Developing guides

[中文]

Develop a runnable algorithm module of FATE

In this document, it describes how to develop an algorithm module, which can be callable under the architecture of FATE.

To develop a module, the following 5 steps are needed.

  1. define the python parameter object which will be used in this module.

  2. define the setting conf json of the module.

  3. define the default runtime conf json of the module.

  4. define the transfer_variable json if the module needs federation.

  5. define your module which should inherit model_base class.

In the following sections we will describe the 5 steps in detail, with toy_example.

Step 1. Define the parameter object this module will use

Parameter object is the only way to pass user-define runtime parameters to the developing module, so every module has it’s own parameter object.
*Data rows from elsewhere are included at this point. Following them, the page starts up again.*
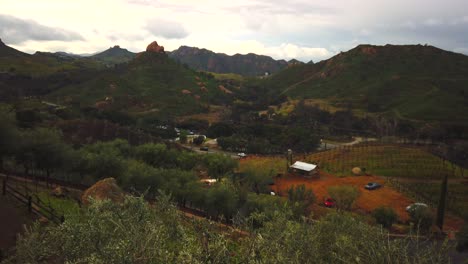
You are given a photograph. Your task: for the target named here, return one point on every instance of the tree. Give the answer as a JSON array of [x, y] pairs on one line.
[[44, 149], [153, 154], [344, 196], [198, 140], [257, 178], [222, 199], [442, 202], [422, 218], [219, 165], [300, 199], [385, 216], [183, 136], [9, 135]]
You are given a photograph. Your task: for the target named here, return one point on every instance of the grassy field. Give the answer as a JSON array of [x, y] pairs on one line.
[[456, 199]]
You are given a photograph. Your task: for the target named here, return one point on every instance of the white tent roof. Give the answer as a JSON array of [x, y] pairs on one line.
[[303, 166]]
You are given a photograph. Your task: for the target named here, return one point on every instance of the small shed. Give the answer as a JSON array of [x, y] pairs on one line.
[[304, 168]]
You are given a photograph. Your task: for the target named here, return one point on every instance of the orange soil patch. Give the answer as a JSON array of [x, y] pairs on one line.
[[367, 201]]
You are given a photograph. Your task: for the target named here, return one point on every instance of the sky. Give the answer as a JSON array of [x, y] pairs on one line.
[[302, 29]]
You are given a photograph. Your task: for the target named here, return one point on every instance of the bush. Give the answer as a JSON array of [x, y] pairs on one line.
[[300, 199], [422, 218], [462, 238], [385, 216], [344, 196]]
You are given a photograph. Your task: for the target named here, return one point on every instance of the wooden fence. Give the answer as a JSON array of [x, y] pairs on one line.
[[33, 203]]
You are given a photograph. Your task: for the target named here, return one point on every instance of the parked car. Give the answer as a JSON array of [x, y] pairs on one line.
[[329, 202], [414, 206], [242, 155], [372, 186], [204, 148]]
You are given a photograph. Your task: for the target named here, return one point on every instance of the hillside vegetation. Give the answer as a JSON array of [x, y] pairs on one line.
[[247, 65], [409, 82]]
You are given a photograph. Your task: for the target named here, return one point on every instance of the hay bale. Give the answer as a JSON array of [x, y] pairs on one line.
[[60, 192], [103, 189], [356, 171]]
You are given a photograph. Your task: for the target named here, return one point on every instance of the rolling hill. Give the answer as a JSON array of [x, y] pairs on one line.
[[247, 65], [411, 82], [114, 55], [151, 83]]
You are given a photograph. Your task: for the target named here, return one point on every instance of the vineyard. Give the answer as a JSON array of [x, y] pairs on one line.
[[384, 160], [409, 170]]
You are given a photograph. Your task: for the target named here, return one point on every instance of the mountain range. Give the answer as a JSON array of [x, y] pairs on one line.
[[246, 65], [410, 82]]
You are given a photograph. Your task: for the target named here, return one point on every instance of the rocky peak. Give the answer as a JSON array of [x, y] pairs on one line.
[[154, 47]]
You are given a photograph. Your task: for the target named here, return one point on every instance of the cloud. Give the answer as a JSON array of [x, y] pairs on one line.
[[292, 51], [16, 31], [166, 28]]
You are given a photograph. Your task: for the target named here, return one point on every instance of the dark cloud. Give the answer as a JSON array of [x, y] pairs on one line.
[[166, 29], [16, 31]]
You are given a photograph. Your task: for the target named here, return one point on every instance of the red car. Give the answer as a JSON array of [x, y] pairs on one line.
[[329, 202]]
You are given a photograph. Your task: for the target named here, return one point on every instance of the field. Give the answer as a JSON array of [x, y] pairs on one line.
[[416, 172], [384, 160]]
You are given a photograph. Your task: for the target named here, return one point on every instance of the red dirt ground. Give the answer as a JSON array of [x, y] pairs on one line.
[[367, 201]]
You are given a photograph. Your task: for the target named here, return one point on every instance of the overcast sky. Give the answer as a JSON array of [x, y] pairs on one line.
[[302, 29]]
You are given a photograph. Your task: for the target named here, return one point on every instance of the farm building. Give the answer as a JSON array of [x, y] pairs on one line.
[[303, 168]]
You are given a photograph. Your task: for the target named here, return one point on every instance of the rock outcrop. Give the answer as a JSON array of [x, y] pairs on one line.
[[154, 47]]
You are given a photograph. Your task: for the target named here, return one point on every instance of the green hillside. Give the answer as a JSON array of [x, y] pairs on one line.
[[152, 83], [16, 62], [246, 65], [411, 82], [114, 55]]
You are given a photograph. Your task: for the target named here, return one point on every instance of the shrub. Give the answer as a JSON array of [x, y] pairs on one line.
[[385, 216], [462, 238], [422, 218], [300, 199], [344, 196]]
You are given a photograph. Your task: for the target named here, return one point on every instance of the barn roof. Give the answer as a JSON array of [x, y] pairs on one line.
[[299, 165]]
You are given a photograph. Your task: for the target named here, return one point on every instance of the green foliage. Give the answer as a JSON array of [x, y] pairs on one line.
[[222, 200], [385, 216], [462, 238], [422, 218], [344, 196], [198, 140], [219, 165], [9, 135], [153, 154], [300, 199], [135, 232], [44, 149], [386, 80], [258, 178], [219, 130]]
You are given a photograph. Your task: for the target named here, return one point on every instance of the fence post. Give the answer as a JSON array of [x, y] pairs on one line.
[[4, 187], [30, 204]]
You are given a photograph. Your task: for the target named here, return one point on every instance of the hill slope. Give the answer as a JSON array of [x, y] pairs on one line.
[[413, 82], [247, 65], [152, 83], [114, 55]]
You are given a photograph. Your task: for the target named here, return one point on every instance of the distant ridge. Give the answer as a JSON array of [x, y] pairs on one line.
[[417, 82], [247, 65], [114, 55], [6, 51]]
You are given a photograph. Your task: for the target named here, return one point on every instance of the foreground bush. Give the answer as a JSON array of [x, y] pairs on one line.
[[135, 232]]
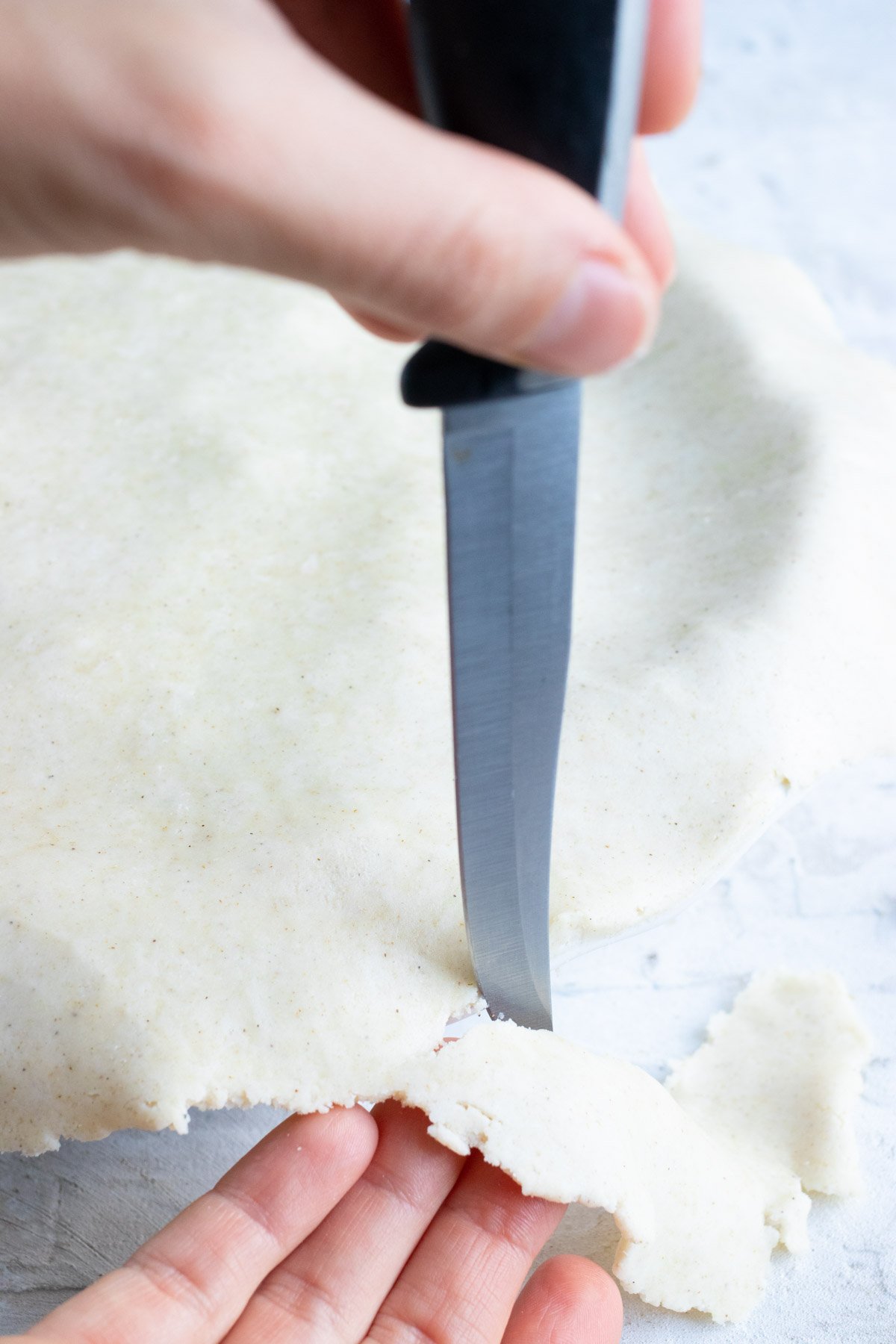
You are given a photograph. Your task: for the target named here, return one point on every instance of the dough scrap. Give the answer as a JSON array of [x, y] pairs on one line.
[[777, 1081], [227, 855]]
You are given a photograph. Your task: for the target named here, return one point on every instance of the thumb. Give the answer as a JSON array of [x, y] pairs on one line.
[[425, 231], [173, 128]]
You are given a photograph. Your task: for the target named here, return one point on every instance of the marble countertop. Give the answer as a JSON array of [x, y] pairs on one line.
[[785, 151]]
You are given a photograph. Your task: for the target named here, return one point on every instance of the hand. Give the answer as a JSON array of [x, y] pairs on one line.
[[284, 137], [346, 1228]]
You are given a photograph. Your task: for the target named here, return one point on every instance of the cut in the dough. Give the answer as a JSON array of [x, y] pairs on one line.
[[227, 848], [703, 1186]]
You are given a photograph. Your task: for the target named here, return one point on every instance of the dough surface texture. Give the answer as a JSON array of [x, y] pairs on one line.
[[227, 853]]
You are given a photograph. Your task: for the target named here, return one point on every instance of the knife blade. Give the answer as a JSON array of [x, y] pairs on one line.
[[558, 84]]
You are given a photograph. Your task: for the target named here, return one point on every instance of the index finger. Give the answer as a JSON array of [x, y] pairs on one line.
[[672, 65], [193, 1280]]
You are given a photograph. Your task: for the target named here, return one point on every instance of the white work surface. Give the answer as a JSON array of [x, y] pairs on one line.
[[790, 148]]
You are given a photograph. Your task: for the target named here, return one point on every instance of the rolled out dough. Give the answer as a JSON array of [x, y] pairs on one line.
[[227, 853]]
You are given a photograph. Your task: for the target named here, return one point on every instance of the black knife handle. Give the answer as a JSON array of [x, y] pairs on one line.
[[539, 78]]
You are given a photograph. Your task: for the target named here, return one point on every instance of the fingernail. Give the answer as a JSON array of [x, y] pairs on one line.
[[603, 317]]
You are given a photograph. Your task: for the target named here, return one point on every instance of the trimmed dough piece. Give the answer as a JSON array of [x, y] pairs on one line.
[[703, 1179], [227, 855], [777, 1081], [227, 850]]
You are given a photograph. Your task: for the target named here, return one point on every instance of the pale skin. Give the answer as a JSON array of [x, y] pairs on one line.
[[287, 137]]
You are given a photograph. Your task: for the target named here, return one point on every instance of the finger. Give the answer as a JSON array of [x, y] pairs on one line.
[[388, 331], [464, 1277], [331, 1288], [366, 40], [425, 231], [193, 1278], [645, 220], [568, 1300], [672, 65], [200, 158]]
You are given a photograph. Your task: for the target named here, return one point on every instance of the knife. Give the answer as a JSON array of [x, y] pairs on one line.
[[559, 82]]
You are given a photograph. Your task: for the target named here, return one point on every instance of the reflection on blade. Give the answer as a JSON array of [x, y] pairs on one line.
[[511, 479]]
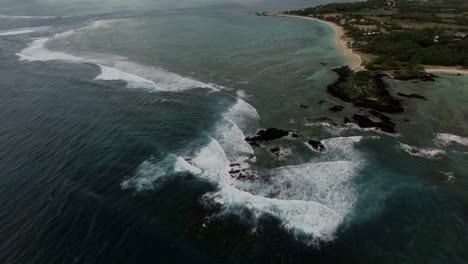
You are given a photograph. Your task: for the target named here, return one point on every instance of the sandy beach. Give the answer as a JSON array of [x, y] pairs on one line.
[[355, 61]]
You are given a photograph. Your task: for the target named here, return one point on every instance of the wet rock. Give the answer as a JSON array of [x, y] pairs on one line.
[[366, 122], [269, 135], [316, 145], [416, 96]]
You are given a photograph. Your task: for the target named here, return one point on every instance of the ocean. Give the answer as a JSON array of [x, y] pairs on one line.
[[121, 125]]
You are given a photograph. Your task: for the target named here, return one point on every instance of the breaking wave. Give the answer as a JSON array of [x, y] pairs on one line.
[[112, 67], [20, 31], [310, 200], [449, 139]]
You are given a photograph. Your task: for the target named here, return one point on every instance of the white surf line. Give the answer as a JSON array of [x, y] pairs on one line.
[[113, 67], [446, 139], [27, 17], [21, 31]]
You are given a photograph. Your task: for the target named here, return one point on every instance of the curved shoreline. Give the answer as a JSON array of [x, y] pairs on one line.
[[355, 61], [444, 69]]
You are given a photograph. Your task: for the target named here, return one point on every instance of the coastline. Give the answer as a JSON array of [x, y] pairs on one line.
[[444, 69], [355, 60]]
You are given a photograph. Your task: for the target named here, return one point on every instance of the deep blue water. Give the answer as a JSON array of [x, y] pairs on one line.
[[69, 142]]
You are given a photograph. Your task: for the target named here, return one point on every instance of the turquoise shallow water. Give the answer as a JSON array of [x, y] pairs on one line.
[[117, 137]]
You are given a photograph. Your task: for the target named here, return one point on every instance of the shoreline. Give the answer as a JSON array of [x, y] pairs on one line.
[[355, 60], [445, 69]]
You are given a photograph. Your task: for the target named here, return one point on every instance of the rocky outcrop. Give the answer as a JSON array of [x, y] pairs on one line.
[[269, 135], [316, 145], [415, 96], [384, 125], [336, 108]]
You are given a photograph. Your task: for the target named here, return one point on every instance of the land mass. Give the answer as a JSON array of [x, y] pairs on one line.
[[397, 39]]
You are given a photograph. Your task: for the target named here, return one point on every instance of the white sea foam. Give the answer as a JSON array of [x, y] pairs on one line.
[[338, 130], [112, 67], [21, 31], [426, 153], [148, 172], [449, 139], [36, 51], [26, 17], [133, 81]]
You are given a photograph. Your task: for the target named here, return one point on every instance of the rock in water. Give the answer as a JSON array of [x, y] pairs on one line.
[[316, 145], [416, 96], [269, 134], [366, 122]]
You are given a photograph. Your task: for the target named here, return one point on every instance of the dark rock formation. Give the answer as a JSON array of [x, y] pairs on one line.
[[366, 122], [416, 96], [336, 108], [269, 135], [316, 145], [373, 94]]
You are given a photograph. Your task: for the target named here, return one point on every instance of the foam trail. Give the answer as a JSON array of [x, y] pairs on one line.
[[310, 199], [148, 172], [26, 17], [445, 139], [113, 67], [21, 31], [133, 81]]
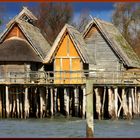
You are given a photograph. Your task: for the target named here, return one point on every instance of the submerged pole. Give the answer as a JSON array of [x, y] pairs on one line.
[[89, 109], [7, 101]]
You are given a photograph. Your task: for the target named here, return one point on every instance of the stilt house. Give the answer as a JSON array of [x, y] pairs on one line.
[[22, 46]]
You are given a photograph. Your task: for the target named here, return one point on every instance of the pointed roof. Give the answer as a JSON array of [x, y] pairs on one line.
[[33, 35], [25, 11], [119, 45], [76, 38], [17, 49]]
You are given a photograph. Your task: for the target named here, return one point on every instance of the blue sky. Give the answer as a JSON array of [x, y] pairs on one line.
[[101, 10]]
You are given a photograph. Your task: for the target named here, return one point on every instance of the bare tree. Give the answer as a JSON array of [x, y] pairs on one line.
[[82, 20], [52, 17], [126, 18]]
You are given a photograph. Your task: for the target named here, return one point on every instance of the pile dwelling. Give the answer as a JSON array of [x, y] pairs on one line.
[[42, 80]]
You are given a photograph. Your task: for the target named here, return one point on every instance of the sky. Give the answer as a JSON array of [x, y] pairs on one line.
[[101, 10]]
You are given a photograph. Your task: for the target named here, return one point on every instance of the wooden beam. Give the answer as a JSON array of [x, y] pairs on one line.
[[51, 103], [84, 102], [7, 101], [76, 101], [66, 101], [26, 104], [89, 109]]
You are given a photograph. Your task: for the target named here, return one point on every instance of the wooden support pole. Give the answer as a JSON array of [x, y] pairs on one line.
[[17, 101], [130, 104], [102, 109], [84, 103], [66, 101], [7, 101], [0, 104], [139, 102], [26, 104], [89, 109], [51, 103], [21, 107], [133, 101], [124, 103], [55, 100], [116, 102], [98, 102], [76, 101], [110, 107], [41, 102]]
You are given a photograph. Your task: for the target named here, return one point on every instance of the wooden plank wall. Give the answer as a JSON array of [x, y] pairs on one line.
[[67, 59], [104, 56]]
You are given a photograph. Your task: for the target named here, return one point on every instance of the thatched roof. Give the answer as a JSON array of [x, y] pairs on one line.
[[120, 46], [16, 49], [25, 11], [33, 35], [76, 38]]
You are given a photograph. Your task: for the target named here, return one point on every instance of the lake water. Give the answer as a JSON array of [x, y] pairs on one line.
[[62, 127]]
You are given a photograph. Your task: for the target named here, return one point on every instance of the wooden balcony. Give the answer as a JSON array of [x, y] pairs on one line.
[[72, 77]]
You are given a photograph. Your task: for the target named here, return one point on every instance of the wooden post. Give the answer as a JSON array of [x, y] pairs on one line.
[[130, 104], [84, 103], [7, 101], [76, 101], [55, 100], [17, 101], [26, 104], [0, 104], [21, 108], [104, 95], [98, 102], [51, 103], [116, 102], [66, 101], [124, 102], [133, 101], [46, 101], [41, 103], [89, 109], [138, 102], [110, 107]]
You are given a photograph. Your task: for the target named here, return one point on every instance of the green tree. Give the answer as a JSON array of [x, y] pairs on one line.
[[126, 17]]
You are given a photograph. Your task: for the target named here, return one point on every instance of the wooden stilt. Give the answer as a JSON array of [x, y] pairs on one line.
[[51, 103], [17, 101], [21, 107], [139, 102], [136, 100], [7, 101], [130, 104], [41, 102], [116, 102], [84, 103], [0, 104], [46, 101], [102, 110], [124, 103], [55, 100], [76, 101], [133, 101], [66, 101], [14, 105], [26, 104], [36, 103], [89, 109], [110, 103], [98, 102]]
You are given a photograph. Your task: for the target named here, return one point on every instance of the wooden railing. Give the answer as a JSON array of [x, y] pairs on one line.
[[72, 77]]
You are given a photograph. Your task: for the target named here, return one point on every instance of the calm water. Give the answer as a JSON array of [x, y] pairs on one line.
[[62, 127]]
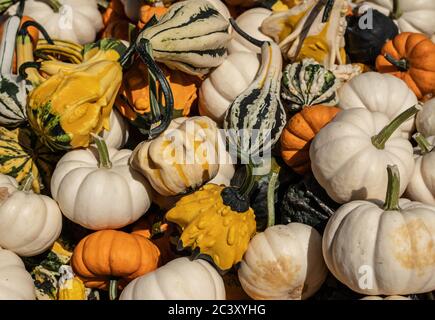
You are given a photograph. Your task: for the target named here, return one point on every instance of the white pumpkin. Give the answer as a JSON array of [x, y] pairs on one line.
[[387, 249], [249, 21], [347, 162], [15, 282], [117, 136], [412, 15], [179, 279], [98, 189], [284, 262], [225, 83], [425, 121], [29, 223], [379, 93], [73, 20]]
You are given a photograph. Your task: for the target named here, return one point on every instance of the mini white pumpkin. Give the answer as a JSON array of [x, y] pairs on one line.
[[284, 262], [388, 249], [179, 279], [379, 93], [15, 282], [225, 83], [29, 223], [350, 154], [96, 188]]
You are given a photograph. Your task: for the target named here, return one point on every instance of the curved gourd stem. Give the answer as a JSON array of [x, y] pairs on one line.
[[382, 137], [393, 189], [103, 152]]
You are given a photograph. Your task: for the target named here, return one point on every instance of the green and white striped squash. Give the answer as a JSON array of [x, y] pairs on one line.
[[21, 153], [308, 83], [192, 37]]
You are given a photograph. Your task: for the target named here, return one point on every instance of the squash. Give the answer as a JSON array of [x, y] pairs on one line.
[[364, 44], [349, 155], [312, 29], [379, 93], [29, 223], [96, 188], [283, 263], [111, 259], [22, 154], [300, 131], [250, 22], [15, 282], [410, 56], [74, 20], [183, 158], [180, 279], [214, 225], [308, 83], [225, 83], [387, 249]]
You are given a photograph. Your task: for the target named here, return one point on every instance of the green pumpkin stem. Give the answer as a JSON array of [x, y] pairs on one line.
[[382, 137], [103, 152], [393, 189]]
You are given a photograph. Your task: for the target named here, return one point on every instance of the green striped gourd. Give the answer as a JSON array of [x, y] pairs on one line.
[[308, 83], [21, 153], [192, 37]]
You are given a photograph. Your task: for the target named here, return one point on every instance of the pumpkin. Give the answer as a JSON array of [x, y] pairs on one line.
[[15, 282], [349, 155], [180, 279], [225, 83], [387, 249], [308, 83], [22, 154], [379, 93], [250, 22], [213, 226], [312, 29], [74, 20], [364, 44], [300, 131], [105, 255], [29, 223], [425, 121], [283, 263], [410, 56], [183, 158], [96, 188]]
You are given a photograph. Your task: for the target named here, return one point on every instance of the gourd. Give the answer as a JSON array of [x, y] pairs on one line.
[[300, 131], [225, 83], [15, 282], [73, 20], [180, 279], [391, 244], [183, 158], [349, 155], [29, 223], [22, 154], [283, 263], [308, 83], [96, 188], [379, 93], [110, 259], [312, 29], [410, 56]]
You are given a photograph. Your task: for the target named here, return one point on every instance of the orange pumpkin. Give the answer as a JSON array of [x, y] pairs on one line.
[[298, 133], [115, 257], [410, 57]]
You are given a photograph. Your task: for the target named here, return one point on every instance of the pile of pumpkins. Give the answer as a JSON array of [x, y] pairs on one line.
[[93, 205]]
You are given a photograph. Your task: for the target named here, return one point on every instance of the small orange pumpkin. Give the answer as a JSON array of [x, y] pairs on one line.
[[410, 57], [106, 256], [298, 133]]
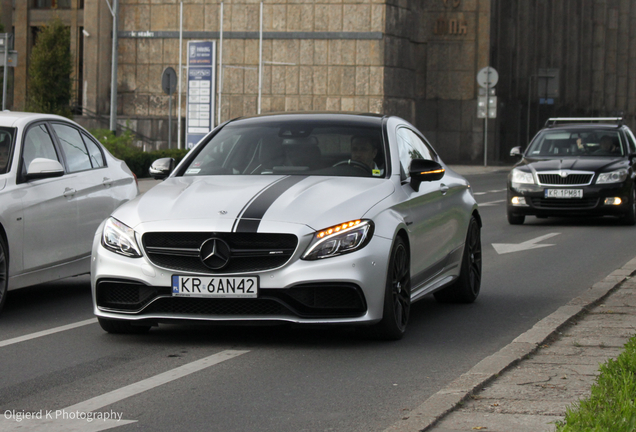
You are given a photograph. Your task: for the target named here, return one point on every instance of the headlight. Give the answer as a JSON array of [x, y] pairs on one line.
[[519, 176], [340, 239], [120, 239], [612, 177]]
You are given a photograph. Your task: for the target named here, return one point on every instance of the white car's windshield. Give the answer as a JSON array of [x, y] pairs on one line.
[[579, 143], [314, 147]]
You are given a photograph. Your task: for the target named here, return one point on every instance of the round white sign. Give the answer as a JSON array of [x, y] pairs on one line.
[[487, 77]]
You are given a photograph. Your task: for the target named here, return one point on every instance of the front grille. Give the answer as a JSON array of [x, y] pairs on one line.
[[126, 295], [569, 204], [314, 300], [250, 252], [571, 179]]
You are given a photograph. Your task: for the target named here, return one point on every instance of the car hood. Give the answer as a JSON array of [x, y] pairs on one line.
[[309, 200], [575, 164]]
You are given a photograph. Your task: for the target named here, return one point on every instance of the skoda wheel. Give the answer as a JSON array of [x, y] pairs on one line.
[[466, 288], [4, 272], [630, 217], [397, 297]]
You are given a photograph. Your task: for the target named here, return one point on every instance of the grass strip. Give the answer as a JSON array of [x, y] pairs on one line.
[[611, 405]]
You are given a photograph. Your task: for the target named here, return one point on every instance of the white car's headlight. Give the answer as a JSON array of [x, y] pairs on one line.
[[120, 238], [617, 176], [519, 176], [340, 239]]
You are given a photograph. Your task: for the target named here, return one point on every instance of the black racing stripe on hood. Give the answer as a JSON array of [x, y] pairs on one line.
[[251, 218]]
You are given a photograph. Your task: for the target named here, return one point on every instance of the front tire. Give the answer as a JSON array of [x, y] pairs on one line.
[[121, 326], [466, 288], [4, 272], [397, 295], [630, 217]]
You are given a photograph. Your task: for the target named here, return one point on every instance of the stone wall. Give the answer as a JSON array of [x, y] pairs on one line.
[[301, 73]]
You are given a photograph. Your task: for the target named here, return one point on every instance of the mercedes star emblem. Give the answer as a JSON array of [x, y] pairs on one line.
[[215, 253]]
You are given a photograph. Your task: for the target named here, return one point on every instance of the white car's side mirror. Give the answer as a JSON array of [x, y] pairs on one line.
[[44, 168]]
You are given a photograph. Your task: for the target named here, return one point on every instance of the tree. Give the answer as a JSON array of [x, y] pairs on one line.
[[50, 85]]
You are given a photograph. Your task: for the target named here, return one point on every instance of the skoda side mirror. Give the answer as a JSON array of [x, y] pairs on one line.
[[424, 170], [161, 168]]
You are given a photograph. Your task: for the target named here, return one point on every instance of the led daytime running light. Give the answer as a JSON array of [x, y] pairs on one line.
[[337, 228]]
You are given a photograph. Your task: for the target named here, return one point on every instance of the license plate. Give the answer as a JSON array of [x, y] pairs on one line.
[[215, 286], [564, 193]]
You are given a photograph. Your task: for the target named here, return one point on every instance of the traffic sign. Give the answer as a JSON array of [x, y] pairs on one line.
[[12, 58], [487, 77], [169, 81]]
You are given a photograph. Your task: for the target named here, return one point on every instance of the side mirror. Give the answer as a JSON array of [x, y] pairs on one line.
[[161, 168], [40, 168], [424, 170]]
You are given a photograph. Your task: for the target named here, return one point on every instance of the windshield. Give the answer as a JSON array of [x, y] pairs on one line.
[[578, 142], [6, 141], [308, 147]]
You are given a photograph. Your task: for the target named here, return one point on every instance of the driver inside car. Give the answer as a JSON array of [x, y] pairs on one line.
[[364, 150]]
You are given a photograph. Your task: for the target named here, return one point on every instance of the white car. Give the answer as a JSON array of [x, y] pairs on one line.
[[303, 218], [57, 184]]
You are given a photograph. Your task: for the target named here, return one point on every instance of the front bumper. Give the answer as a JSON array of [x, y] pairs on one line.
[[593, 202], [345, 289]]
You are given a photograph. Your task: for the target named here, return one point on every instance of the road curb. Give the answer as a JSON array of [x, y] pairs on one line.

In order to define a usable parameter object, three steps will be needed.

  1. Open a new python file, rename it as xxx_param.py where xxx stands for your module’name, putting it in folder federatedm/param/. The class object defined in xxx_param.py should inherit the BaseParam class that define in federatedml/param/base_param.py

  2. __init__ of your parameter class should specify all parameters that the module use.

  3. Override the check interface of BaseParam, without which will cause not implemented error. Check method is use to validate the parameter variables.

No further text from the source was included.